Home > Other > Chasing Fate: A Reverse Harem Romance > Page 3
Chasing Fate: A Reverse Harem Romance Page 3

by J. R. Thorn


  He continued to smile at me and offered his hand. “It’s me.”

  I shook my head and squeezed my eyes shut. This couldn’t be happening.

  I didn’t hear him approach, but his lips pressed against mine as he soundlessly surrounded me and I melted. Only Jeffery’s kiss could make me feel like this.

  When he pulled away and I opened my eyes again, I found Devon peering over Jeffery’s shoulder as he frowned at me. “You seriously didn’t know he was using you to turn into a vampire?”

  “Hey,” Jeffery snapped, “I wasn’t using her. I was doing what needed to be done to save her.”

  I blinked at Devon, then looked back at Jeffery who—now that I thought about it—did look a little different. His emerald eyes held a mysterious gleam to them like cat’s eyes in the dark. All the freckles had disappeared from his face, leaving him statuesque with perfect, sculpted cheekbones. He smiled, and while it was the same handsome smile that made my toes curl, my gaze fell to very real fangs that pricked against his lips. My eyes went wide and I drew in a breath for a scream.

  “Ren,” he said, his voice familiar enough to ground me and help me swallow my fear that was about to bubble out of me like a pot set on boil, “don’t be afraid. “

  This couldn’t be real. Jeffery was alive?

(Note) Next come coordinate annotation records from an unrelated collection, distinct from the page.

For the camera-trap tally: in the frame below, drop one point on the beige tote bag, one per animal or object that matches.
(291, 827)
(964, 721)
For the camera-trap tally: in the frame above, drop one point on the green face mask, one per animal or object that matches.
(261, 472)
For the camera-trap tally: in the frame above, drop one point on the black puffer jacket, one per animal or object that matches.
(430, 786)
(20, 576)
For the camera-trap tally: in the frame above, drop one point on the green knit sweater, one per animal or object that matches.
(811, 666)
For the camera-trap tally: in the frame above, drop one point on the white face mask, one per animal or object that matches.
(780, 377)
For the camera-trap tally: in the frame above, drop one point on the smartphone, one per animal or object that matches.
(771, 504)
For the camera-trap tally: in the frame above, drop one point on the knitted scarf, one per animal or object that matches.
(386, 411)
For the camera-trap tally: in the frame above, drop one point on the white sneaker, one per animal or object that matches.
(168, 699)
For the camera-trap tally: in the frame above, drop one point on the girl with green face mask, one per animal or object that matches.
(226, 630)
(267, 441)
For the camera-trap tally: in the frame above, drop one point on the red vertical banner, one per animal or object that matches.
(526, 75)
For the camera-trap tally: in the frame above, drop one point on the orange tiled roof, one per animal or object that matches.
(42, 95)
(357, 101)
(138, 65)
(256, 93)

  My gaze flew to his and my fingernails bit into my palms. “Devon’s right. You used me.” Tears threatened to spill over my cheeks and I brushed them away as anger swelled in my chest.

  Jeffery’s face fell. He hated when I cried. “Ren,” he said with a soft tone. The way he said my name made my insides twist in recognition, and he knew it.

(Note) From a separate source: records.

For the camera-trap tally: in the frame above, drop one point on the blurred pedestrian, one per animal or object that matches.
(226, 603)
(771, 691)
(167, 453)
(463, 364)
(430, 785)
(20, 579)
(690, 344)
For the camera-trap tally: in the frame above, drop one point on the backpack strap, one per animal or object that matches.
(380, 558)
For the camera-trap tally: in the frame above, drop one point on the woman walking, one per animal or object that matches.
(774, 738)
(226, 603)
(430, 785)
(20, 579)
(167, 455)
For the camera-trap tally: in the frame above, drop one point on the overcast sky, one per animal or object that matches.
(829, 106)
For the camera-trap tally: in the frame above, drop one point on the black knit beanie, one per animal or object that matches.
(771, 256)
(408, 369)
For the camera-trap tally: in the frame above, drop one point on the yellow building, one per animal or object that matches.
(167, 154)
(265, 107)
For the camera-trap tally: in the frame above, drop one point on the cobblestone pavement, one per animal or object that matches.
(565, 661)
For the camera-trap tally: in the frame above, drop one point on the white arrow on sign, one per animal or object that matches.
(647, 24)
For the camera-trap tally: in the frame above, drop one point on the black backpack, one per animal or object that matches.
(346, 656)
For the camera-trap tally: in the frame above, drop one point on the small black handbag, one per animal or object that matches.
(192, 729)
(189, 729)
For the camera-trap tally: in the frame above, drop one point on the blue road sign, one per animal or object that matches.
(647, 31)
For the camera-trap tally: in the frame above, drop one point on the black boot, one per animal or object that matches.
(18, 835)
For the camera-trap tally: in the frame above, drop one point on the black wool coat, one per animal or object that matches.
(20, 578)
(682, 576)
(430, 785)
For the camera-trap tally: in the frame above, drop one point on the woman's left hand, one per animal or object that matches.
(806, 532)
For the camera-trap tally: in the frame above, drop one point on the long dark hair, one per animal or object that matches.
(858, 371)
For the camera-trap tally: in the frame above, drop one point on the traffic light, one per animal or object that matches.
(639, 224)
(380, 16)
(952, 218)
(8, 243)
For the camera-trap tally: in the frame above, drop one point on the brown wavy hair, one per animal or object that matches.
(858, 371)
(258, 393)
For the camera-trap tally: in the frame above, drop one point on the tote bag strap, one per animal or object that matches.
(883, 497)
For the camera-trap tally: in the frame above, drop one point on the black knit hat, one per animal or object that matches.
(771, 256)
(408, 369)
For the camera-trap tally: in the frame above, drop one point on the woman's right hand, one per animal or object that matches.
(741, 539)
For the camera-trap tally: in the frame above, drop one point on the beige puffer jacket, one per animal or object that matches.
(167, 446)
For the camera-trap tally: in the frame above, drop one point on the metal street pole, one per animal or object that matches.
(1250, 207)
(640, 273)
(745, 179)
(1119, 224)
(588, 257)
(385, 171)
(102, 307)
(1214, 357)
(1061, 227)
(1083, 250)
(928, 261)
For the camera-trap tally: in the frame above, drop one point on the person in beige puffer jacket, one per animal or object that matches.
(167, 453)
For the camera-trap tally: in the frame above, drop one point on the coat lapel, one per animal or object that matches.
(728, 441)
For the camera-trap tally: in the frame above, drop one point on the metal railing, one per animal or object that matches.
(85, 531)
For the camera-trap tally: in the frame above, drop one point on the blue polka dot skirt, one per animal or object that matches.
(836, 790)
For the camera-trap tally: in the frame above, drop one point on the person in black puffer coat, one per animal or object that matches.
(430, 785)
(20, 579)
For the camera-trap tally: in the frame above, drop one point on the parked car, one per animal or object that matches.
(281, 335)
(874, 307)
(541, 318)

  Before he could lure me into even the idea of forgiving him, I pressed against the sculpted wall of his chest to shove past him. The raw strength under my fingertips frightened me, and even though I knew he could have been as immobile as a lump of stone, he moved with me so I could step around him.

  Jeffery had always been strong… but not that strong.

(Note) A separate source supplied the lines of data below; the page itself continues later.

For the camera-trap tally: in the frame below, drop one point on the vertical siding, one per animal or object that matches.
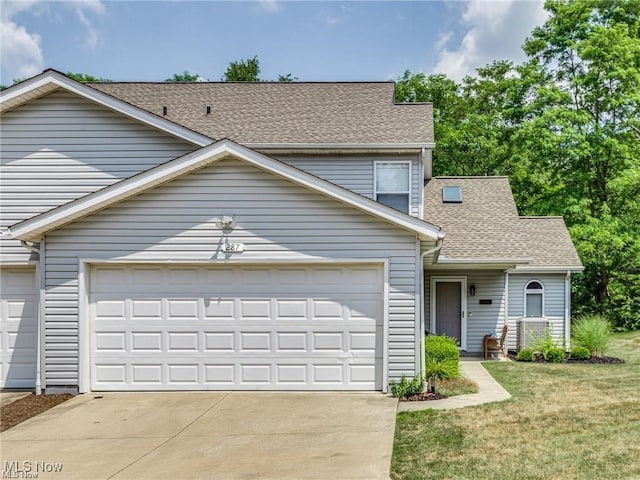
(356, 172)
(553, 303)
(61, 147)
(275, 220)
(481, 319)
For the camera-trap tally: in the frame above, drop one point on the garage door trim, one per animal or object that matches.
(84, 311)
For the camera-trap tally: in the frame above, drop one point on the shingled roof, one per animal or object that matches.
(284, 113)
(486, 225)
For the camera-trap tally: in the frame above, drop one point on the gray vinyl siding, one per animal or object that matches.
(60, 147)
(481, 319)
(275, 220)
(356, 172)
(554, 298)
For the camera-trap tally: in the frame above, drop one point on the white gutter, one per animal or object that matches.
(340, 146)
(435, 250)
(41, 276)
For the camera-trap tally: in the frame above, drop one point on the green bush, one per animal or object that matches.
(406, 388)
(442, 357)
(553, 354)
(580, 353)
(526, 355)
(546, 346)
(592, 332)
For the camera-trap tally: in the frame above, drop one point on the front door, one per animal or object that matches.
(448, 308)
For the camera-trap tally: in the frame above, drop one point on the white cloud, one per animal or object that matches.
(494, 30)
(268, 5)
(20, 51)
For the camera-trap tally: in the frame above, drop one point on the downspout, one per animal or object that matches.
(506, 302)
(435, 249)
(35, 248)
(567, 310)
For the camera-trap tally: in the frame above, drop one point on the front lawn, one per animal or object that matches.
(565, 421)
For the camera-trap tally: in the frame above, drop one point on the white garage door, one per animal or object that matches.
(251, 327)
(18, 328)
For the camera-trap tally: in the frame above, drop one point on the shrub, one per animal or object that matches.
(442, 357)
(592, 332)
(553, 354)
(406, 388)
(526, 355)
(580, 353)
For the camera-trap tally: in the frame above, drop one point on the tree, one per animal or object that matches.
(184, 77)
(243, 71)
(587, 105)
(84, 78)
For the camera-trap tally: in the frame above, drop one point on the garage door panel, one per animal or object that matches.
(18, 328)
(263, 328)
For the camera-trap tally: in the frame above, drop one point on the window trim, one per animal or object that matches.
(375, 182)
(534, 291)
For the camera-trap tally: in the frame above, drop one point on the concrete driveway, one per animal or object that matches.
(218, 435)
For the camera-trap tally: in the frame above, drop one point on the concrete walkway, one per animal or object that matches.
(488, 391)
(200, 435)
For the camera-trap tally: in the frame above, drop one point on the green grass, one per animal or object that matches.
(565, 421)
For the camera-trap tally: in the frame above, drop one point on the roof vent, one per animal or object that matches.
(452, 194)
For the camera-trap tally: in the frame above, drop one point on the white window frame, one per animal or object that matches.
(533, 291)
(375, 182)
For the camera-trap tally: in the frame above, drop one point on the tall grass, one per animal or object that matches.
(591, 332)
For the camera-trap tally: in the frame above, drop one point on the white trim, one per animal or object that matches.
(482, 261)
(137, 184)
(41, 341)
(545, 269)
(463, 305)
(536, 291)
(567, 311)
(409, 183)
(385, 326)
(84, 327)
(84, 308)
(50, 80)
(341, 146)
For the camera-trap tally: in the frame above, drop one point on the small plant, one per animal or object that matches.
(526, 355)
(580, 353)
(553, 355)
(547, 347)
(442, 356)
(406, 388)
(592, 332)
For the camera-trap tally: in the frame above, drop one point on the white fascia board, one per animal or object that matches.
(36, 226)
(339, 147)
(528, 269)
(482, 261)
(11, 98)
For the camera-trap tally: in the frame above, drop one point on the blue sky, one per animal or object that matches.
(314, 41)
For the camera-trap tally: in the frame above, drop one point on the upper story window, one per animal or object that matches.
(452, 194)
(534, 299)
(393, 184)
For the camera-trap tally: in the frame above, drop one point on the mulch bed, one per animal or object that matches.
(604, 360)
(27, 407)
(421, 397)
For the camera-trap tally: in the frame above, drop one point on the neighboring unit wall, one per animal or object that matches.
(275, 220)
(554, 298)
(61, 147)
(481, 319)
(355, 172)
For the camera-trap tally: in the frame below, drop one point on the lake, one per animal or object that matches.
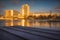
(30, 23)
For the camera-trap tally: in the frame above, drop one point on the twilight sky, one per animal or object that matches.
(35, 5)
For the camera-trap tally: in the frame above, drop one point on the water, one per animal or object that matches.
(30, 23)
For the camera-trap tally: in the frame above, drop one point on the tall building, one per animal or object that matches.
(25, 10)
(11, 14)
(8, 13)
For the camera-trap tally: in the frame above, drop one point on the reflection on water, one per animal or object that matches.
(30, 23)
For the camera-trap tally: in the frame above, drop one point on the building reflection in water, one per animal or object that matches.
(32, 23)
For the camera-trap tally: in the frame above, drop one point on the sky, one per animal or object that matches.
(35, 5)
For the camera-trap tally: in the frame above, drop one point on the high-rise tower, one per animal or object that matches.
(25, 10)
(8, 13)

  I marched over to Edwin who seemed to be the most levelheaded of the group. I slammed a finger into his chest, my knuckle popping under the equally unmovable wall of muscle. “Some protector you are,” I snapped. “Aren’t you supposed to stop threats from sneaking into my room now that I’m your beloved ‘Keymaster?’”

  I would say that Edwin frowned, but his face was a permanent visage of hard lines and disapproval. Those lines deepened as he studied me. “Vampires rule this world,” he said as if that explained everything. When I continued to stare at him, he added, “They’re just as strong as an angel of heaven. A Keymaster of your inexperience needs the best of all three worlds to outrun fate.”

  A humorless laugh bubbled out of me. “You’re telling me that my ex-boyfriend—secretly turned vampire—is my third protector and necessary ally to help me save the world?”

  “He’s not telling you everything,” Devon said, irritation giving his voice an uncharacteristic growl that betrayed his underworld connection. “He’s leaving out the part—”

  Edwin shoved past me to clamp a hand over Devon’s mouth. “She’s not ready to learn everything yet,” he said, his tone flat and dangerous. He lowered his voice until the words came out like a razor’s edge. “Keep your mouth shut, or I’ll shut it for you.”

  “Okay, that’s it,” I said and snapped a finger at the doorway. “All of you get out of my face.”

  Jeffery rushed to my side. “Babe, if you just let me explain—”

  I held up a hand to block out the magnetizing pull of his gaze. “I just need to be alone. Give me thirty minutes to digest all of this, okay? You can’t expect me to process this kind of shock with all of you staring at me like I’m going to implode.”

  Jeffery backed away, the hurt expression on his face twisting my stomach, but he finally obeyed and left the room so fast I didn’t even see him open the door. Devon and Edwin stared at the lingering shadow where he’d been, with Devon giving a slow whistle. “Forgot how fast vampires are,” he said, not hiding his admiration as he opened the door. He paused in the hall to give me a raised brow. “You sure you’re okay?”

  I sank my teeth into my lower lip, not sure how to digest the tone of sweet concern a bad-boy like Devon expressed for me… someone he barely knew. Yet, the way he looked at me made me feel like he’d known me all my life.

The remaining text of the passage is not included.